Adverse reactions to chlorhexidine range from contact dermatitis and generalized urticaria to life-threatening anaphylactic shock. Literatures suggest that profound anaphylactic shock to chlorhexidine is commonly preceded by milder, non-specific reactions4. These mild symptoms are often dismissed by both the patient and physicians alike. Direct questioning of these symptoms is necessary as a part of the pre-operative assessment. Resuscitation drugs such as adrenaline and hydrocortisone are needed and have been reported in cases with successful treatment3. Therefore, in the case of an anaphylaxis occurring during an emergency surgery, immediate treatment with intravenous administration of hydrocortisone and antihistamine as well as intramuscular adrenaline injection must be initiated. In our patient, he was given intravenous adrenaline in view of pulseless electrical activity (PEA) occurring during the anaphylactic shock. Endotracheal intubation for airway protection with ventilatory and haemodynamic supports associated with invasive monitoring in an intensive care unit post-operatively are needed in cases of anaphylactic shock.

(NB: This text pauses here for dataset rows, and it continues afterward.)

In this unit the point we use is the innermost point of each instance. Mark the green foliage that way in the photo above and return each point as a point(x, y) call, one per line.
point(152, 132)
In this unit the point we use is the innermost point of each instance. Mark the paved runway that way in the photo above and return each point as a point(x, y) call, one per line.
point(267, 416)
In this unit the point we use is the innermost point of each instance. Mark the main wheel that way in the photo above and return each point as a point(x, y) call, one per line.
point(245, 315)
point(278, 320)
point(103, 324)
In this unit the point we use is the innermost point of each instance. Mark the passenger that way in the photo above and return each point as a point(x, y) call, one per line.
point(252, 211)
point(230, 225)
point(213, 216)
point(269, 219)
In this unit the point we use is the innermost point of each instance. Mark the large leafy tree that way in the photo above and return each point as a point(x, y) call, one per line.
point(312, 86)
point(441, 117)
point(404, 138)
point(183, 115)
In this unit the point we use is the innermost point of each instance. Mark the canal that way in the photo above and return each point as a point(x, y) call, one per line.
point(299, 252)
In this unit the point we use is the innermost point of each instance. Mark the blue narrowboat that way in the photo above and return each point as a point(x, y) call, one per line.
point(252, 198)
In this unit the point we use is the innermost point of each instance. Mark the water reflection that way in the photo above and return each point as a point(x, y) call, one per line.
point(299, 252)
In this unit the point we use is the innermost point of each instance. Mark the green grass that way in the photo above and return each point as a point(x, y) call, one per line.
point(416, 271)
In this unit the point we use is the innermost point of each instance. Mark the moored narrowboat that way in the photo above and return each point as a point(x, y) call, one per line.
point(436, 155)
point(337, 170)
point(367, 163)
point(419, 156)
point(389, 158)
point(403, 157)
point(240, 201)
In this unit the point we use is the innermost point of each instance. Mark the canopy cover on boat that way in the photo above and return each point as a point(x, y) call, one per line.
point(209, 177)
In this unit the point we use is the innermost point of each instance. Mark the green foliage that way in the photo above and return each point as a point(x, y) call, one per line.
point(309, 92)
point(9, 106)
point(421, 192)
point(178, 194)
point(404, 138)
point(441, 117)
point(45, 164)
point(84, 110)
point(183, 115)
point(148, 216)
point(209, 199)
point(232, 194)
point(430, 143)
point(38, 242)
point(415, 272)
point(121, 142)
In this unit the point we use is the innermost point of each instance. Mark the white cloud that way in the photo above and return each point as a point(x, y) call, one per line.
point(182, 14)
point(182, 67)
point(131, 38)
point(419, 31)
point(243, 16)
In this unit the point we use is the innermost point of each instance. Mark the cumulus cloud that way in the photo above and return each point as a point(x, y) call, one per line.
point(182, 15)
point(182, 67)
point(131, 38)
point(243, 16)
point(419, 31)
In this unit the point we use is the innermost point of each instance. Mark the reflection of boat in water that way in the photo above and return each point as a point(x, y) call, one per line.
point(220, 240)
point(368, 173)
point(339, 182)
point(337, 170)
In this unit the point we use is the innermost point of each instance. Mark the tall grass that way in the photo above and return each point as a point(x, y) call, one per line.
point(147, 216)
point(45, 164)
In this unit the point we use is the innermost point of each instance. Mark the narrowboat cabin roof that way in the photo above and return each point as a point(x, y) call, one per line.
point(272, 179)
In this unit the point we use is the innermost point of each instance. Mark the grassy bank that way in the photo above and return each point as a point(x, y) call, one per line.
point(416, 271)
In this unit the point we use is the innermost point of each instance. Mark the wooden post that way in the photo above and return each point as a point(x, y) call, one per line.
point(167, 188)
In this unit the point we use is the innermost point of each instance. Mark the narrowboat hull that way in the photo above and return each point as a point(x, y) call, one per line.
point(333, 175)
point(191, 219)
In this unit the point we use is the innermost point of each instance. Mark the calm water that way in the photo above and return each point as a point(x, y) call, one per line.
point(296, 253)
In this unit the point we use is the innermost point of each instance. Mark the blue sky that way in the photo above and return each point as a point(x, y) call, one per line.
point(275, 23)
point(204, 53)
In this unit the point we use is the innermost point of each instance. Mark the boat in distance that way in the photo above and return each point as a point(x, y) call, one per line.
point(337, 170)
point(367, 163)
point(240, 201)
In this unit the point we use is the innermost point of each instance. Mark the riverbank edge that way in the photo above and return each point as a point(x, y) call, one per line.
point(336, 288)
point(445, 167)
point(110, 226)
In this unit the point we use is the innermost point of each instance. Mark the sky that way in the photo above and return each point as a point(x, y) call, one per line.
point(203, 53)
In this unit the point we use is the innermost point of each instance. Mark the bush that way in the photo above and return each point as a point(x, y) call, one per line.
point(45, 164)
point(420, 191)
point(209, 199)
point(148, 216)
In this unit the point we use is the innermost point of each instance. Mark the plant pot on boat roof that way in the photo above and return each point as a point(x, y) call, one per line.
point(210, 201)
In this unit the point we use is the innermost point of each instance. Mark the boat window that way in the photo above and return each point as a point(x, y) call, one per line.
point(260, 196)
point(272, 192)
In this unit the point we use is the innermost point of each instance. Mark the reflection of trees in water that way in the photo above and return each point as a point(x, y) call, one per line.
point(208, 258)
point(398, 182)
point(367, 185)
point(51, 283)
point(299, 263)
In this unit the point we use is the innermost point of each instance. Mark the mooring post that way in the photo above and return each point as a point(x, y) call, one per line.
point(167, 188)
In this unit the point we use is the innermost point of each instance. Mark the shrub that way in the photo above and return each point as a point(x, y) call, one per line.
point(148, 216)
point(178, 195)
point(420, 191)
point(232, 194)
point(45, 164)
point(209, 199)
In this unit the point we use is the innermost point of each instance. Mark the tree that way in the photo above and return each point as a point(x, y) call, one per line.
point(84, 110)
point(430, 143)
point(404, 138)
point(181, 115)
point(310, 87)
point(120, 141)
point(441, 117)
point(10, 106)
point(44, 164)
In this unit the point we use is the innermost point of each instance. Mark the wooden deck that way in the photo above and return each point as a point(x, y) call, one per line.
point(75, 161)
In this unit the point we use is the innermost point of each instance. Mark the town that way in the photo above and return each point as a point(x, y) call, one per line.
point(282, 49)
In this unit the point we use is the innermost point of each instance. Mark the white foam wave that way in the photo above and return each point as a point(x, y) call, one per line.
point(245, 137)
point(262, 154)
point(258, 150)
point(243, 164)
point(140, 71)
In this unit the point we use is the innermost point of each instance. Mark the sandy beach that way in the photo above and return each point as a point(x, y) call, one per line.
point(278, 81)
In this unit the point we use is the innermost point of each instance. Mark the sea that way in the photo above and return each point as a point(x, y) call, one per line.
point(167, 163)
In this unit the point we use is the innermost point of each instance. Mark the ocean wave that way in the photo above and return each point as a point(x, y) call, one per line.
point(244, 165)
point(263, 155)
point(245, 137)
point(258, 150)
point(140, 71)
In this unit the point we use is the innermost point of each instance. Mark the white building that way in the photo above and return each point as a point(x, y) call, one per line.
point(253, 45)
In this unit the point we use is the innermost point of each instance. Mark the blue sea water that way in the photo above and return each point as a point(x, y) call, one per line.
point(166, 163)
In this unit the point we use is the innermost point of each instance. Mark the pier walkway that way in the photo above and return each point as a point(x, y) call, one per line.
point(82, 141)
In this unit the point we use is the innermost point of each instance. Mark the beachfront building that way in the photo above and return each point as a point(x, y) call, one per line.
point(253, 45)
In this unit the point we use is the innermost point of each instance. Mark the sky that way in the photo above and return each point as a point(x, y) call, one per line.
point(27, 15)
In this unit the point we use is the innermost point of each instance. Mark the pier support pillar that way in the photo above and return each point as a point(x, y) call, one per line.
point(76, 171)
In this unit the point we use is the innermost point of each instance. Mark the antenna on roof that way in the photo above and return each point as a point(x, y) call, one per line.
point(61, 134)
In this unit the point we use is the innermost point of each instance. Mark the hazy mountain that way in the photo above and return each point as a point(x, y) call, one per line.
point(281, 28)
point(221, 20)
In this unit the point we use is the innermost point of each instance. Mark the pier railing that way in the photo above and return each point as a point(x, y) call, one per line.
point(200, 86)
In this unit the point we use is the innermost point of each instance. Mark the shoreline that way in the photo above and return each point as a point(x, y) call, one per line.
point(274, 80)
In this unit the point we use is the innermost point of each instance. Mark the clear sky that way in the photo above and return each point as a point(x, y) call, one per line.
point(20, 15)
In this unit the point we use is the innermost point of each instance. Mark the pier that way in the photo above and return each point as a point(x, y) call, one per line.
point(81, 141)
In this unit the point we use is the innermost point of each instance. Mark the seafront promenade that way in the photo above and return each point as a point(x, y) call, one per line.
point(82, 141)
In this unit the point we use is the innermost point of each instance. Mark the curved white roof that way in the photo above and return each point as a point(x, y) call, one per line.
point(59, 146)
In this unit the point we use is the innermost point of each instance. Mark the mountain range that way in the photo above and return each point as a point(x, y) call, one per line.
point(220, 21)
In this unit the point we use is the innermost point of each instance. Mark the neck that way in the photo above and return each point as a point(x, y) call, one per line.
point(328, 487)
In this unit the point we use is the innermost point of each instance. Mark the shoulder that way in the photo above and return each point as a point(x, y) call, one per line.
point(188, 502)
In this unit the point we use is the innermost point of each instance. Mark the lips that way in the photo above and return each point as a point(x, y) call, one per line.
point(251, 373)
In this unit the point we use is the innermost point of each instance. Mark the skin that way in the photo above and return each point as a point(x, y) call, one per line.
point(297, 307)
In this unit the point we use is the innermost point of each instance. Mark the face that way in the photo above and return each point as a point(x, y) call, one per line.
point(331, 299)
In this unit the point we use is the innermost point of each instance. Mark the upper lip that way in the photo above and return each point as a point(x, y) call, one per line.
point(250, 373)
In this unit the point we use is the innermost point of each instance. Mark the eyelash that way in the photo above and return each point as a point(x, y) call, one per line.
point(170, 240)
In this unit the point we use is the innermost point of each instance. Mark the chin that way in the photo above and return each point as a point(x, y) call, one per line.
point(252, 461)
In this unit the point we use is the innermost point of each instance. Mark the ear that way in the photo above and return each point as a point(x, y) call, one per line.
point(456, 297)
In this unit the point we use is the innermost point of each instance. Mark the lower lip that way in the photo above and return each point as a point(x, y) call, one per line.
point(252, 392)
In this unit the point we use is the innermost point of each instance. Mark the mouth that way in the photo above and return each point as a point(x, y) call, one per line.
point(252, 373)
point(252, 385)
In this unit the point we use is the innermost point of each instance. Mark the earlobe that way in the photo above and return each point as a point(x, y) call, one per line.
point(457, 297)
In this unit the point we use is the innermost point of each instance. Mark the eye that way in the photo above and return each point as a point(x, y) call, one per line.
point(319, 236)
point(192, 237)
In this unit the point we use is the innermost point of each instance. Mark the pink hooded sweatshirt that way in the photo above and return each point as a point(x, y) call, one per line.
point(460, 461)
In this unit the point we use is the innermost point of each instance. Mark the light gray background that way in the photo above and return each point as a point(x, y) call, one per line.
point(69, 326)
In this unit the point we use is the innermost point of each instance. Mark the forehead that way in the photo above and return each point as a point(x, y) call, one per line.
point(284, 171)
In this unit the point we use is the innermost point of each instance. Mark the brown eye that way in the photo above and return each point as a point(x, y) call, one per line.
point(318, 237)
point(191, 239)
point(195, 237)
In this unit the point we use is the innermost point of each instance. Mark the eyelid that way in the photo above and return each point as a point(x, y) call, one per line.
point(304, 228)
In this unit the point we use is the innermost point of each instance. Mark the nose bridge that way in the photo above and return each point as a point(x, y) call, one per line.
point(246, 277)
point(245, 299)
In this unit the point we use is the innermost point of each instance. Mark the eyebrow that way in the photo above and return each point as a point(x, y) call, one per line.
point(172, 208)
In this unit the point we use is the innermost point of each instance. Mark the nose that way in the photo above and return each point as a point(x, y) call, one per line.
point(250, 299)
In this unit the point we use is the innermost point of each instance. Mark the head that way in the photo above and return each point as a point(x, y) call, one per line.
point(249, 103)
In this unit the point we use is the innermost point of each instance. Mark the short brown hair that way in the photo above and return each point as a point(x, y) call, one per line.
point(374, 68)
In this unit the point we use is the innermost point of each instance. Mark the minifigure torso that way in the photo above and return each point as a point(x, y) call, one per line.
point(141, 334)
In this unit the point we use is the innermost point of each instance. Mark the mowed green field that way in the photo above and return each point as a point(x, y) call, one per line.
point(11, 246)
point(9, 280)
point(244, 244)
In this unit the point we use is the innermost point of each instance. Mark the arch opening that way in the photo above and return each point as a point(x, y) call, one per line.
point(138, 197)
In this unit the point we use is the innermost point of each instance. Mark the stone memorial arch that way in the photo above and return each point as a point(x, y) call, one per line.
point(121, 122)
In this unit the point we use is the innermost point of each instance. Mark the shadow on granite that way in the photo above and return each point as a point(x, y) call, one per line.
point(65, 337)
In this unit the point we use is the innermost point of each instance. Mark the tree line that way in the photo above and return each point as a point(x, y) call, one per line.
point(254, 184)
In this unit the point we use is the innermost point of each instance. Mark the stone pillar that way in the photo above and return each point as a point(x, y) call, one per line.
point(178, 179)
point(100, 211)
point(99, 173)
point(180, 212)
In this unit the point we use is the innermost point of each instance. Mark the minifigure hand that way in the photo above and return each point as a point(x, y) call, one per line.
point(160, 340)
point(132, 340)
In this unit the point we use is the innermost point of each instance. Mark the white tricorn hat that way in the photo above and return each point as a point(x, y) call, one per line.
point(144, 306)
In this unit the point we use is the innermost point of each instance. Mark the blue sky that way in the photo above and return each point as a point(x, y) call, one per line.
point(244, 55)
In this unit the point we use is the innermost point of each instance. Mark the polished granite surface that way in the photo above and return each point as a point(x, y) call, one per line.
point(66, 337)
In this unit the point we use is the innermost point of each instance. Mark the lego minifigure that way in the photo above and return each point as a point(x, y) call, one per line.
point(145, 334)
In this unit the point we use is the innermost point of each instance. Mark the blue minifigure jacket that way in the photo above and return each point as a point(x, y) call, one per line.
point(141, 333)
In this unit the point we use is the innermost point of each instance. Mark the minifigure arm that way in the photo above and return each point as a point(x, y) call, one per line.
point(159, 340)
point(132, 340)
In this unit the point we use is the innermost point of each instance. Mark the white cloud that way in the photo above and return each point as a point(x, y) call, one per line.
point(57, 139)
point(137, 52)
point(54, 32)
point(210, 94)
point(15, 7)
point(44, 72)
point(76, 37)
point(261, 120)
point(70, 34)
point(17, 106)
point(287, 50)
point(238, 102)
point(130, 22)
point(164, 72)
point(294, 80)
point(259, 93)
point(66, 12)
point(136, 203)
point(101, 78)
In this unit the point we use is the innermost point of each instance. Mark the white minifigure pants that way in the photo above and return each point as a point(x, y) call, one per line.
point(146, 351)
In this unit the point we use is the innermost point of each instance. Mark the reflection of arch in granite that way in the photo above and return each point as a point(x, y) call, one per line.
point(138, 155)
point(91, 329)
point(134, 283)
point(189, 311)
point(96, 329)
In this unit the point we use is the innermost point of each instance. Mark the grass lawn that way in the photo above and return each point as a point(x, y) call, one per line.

In our patient, he was sensitized to the chlorhexidine antigen during the first surgery, and this explained the rashes developed after the first surgery. He suffered from an anaphylactic shock during the second surgery when he was again exposed to the same antigen. Upon discharge, the patient was referred to a tertiary center for immunology testing to look for the causative antigens and all investigations were negative except for chlorhexidine.
Ig E-mediated reactions to chlorhexidine are uncommon among patients with suspected contact dermatitis. The incidence ranges from 0.47% to 5.2% in the literature5. However, it is important to perform the immunology testing to exclude other more common causes of Ig E-mediated reactions in suspected patients to prevent anaphylaxis. The most common cause of Ig E-mediated reaction is neuromuscular blocker agents (more than 60%), drugs commonly used during general anaesthesia5. However, the causative agent(s) may be difficult to be determined during an anaphylactic emergency, hence a proper immunology testing that includes all the suspected agents needs to be carried out after the acute event to prevent another episode of life-threatening anaphylaxis. In an emergency setting, an immunology testing is usually not possible to be performed.
Hence, in those patients with a history of severe anaphylactic reactions to unknown drugs, it is important to weigh the risk of another life-threatening anaphylactic shock with the benefits of the surgery. Until a causative agent is identified, a properly planned surgery can reduce the risks of the surgery.
Conclusion
Life-threatening chlorhexidine anaphylaxis is rare but it is normally preceded by milder symptoms. Direct questioning of these symptoms is necessary as a part of the pre-operative assessment and the patient should be referred for further immunology testing if indicated.